The phrase “No Blood, No Foul” is commonly used in Streetball. Streetball is a version of Basketball played in the streets. It typically has fewer rules, no referee, and is generally rougher than basketball. "Within the context of sport, aggressive acts are often viewed as instrumentally useful to the initiator and are consequently likely to be valued". In regular basketball, the National Basketball Association defines a foul by saying, “A player shall not hold, push, charge into, impede the progress of an opponent by extending a hand, forearm, leg or knee or by bending the body into a position that is not normal. Contact that results in the re-routing of an opponent is a foul which must be called immediately”. In Streetball, pushing and shoving is acceptable provided no serious damage (typically drawing blood) is done. Hence the phrase “No Blood, No Foul”.

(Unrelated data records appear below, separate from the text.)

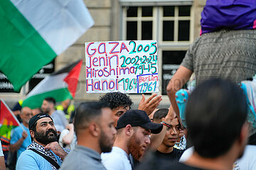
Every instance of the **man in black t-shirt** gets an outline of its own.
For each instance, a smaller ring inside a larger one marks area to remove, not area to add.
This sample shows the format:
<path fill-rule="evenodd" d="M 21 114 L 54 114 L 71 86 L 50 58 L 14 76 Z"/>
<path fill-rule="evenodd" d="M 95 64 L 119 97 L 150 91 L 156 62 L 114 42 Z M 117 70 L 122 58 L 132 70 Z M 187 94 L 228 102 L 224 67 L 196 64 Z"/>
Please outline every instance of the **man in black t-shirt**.
<path fill-rule="evenodd" d="M 160 108 L 154 114 L 153 122 L 160 123 L 162 122 L 166 128 L 166 133 L 161 145 L 156 152 L 156 156 L 169 160 L 178 161 L 184 150 L 174 148 L 176 142 L 178 141 L 181 125 L 176 116 L 173 119 L 170 124 L 163 122 L 169 110 L 167 108 Z"/>
<path fill-rule="evenodd" d="M 247 116 L 246 98 L 237 84 L 220 79 L 206 81 L 192 92 L 186 108 L 192 155 L 181 163 L 149 154 L 137 169 L 231 170 L 248 140 Z"/>

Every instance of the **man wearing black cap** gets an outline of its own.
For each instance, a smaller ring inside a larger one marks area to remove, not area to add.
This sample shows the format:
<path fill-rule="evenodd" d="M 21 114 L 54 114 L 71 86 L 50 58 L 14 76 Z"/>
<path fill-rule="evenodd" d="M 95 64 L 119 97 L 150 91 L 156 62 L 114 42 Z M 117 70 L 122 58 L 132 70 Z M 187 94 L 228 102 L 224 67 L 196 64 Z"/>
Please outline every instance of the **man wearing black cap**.
<path fill-rule="evenodd" d="M 16 169 L 57 169 L 68 151 L 56 141 L 57 132 L 50 116 L 39 113 L 31 118 L 28 128 L 32 143 L 19 157 Z"/>
<path fill-rule="evenodd" d="M 126 112 L 117 121 L 112 152 L 102 154 L 102 164 L 107 169 L 132 169 L 129 154 L 139 160 L 150 144 L 150 134 L 159 133 L 162 128 L 162 125 L 151 123 L 144 110 Z"/>

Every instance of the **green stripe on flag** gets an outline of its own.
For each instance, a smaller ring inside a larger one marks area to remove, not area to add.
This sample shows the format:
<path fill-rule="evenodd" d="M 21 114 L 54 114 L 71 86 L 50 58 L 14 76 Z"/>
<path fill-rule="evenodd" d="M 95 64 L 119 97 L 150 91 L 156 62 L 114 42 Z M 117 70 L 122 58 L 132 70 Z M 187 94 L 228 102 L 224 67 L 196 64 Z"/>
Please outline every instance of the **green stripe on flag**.
<path fill-rule="evenodd" d="M 9 0 L 1 0 L 0 21 L 0 71 L 19 91 L 57 55 Z"/>
<path fill-rule="evenodd" d="M 63 88 L 31 96 L 23 101 L 22 107 L 26 106 L 31 109 L 41 108 L 43 99 L 47 97 L 54 98 L 56 102 L 63 101 L 68 98 L 73 99 L 72 95 L 68 90 L 68 88 Z"/>

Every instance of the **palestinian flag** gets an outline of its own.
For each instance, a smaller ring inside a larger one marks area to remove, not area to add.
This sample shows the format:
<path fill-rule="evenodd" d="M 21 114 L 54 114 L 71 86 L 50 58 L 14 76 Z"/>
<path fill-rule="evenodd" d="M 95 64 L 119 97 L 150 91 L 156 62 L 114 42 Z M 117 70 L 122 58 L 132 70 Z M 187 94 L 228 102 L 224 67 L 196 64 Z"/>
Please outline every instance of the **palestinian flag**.
<path fill-rule="evenodd" d="M 28 94 L 22 107 L 41 108 L 44 98 L 53 97 L 57 102 L 75 97 L 82 60 L 75 62 L 43 79 Z"/>
<path fill-rule="evenodd" d="M 94 24 L 82 0 L 1 0 L 0 71 L 19 91 Z"/>
<path fill-rule="evenodd" d="M 0 100 L 0 136 L 4 135 L 6 137 L 9 137 L 9 134 L 13 128 L 20 125 L 14 114 L 2 99 Z"/>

In Camp Nama a sign was posted that read, “No Blood, No Foul: The High Five Paintball Club”. “One Defense Department specialist recalled seeing pink blotches on detainees' clothing as well as red welts on their bodies, marks he learned later were inflicted by soldiers who used detainees as targets and called themselves the High Five Paintball Club”. The phrase “No Blood, No Foul” grew to sum up the entire camp as it was posted around the camp and torture chambers. An official of the Defense Department explained the slogan by saying,” [it] reflected an adage adopted by Task Force 6-26: "If you don't make them bleed, they can't prosecute for it." or in other words “torture that leaves no scars is hard to prove”.

Much of the recent history of the “No Blood, No Foul” policy was shaped by the so-called Torture Memos (also called the Bybee-Yoo memorandum). The Torture Memos were written in the wake of the attack on 9/11. They detail approved interrogation techniques by evaluating proposed techniques in terms of International Statutes. They give approval to techniques such as walling (shoving a prisoner into a false flexible wall in order to disorient them), sleep deprivation, putting an benign insect in the prisoners box while telling them it is a stinging insect, the use of stress positions, and water boarding. They are evaluated to be legal and not constitute torture because they do not cause severe physical or mental pain or suffering (Bybee). "The Bybee Memorandum which was widely used as a legal basis for far-reaching interrogation methods explicitly authorized against terrorist suspects, concluded by stating that 'even if an interrogation method might violate Section 2340A, necessity or self-defense could provide justifications that would eliminate any criminal liability". Because of these memos it has been said that the “No Blood, No Foul” policy evolved from the White House and Pentagon, “‘No blood, no foul,’ [was] the punch line that the Defense Department drew from the Bybee-Yoo memorandum”.